Das erste Konto, um dieses Detail sind die sogenannten Vita altera Bonifatii, die in Utrecht geschrieben wurde und die in einer Revision nach Utrecht Bischof, Radbod, der den Sitz 900-917 gehalten zugeschrieben erhalten ist. Es wird in den meisten anderen vitae, die folgten, von denen Otloh von St. Emmeram ist das wichtigste wiederholt. Dieses Buch, obwohl es wird als "Evangelium" in Utrecht und Otloh vitae, ist in der Regel mit dem Ragyndrudis Codex identifiziert. Zusätzlich zu den Schutzhypothese gibt fünf tiefe Einschnitte, die die Theorie zu stärken erscheinen, aber von Padberg argumentiert, dass die Position und den Charakter der Kürzungen nicht die Hypothese überein; Darüber hinaus Bonifatius war ein ungewöhnlich großer Mann, das macht es noch unwahrscheinlicher, dass solche Kürzungen würden die gemacht wurden, während er hielt den Codex über den Kopf. Laut von Padberg, muss der Codices Bonifatiani Utrecht verlassen haben und in Fulda waren in 825, oder der Utrecht Tradition hätte sie mehr eindeutig identifiziert. Bilder des Heiligen hält ein Buch für Schutz werden in Fulda bis zum Jahr 970 erzeugt wird, wenn eine Reihe von Sakramentare sind mit Bildern von Bonifatius Arbeit als Missionar und sein Martyrium dargestellt.
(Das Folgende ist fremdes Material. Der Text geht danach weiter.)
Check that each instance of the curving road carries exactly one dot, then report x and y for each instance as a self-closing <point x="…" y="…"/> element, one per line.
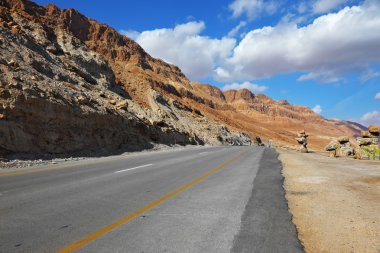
<point x="199" y="199"/>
Dass Bonifatius würde eine Sammlung von Bücher mit ihm auf seinen Reisen durchgeführt haben, ist zweifellos. Ob der Ragyndrudis Codex war eines jener Bücher, nicht dessen Inhalt nichts mit einer missionarische Arbeit zu erscheinen, und es ist sicherlich kein Evangelium. Dennoch ist es möglich, dass es eines der Bücher, die später in Friesland gefunden und zurück nach Utrecht gebracht wurden, wo sie reiste den Rhein nach Mainz und Fulda. Marco Mostert hält es für möglich, ja sogar wahrscheinlich, dass Radbod die Rezension des vita seinen Weg nach Fulda, wo der Legende wurde der beschädigten Bücher, die seit Bonifatius haben könnte angebracht, und das von der zehnten Jahrhundert der Status dieser Bücher war erhoben worden zu der Kontakt Reliquien.

Ein Artikel 2012 in Der Spiegel berichtet, dass neuere Untersuchungen fanden Hinweise auf einen Nagel mit durch das Buch, das das Ergebnis des Buches an einen Baum genagelt hätte getrieben worden, in einer germanischen, anti-christliche Ritual.

Michael Drout setzt voraus, dass JRR Tolkiens Buch Mazarbul, vor allem seine körperliche Verfassung, verdankt etwas zum Ragyndrudis Codex.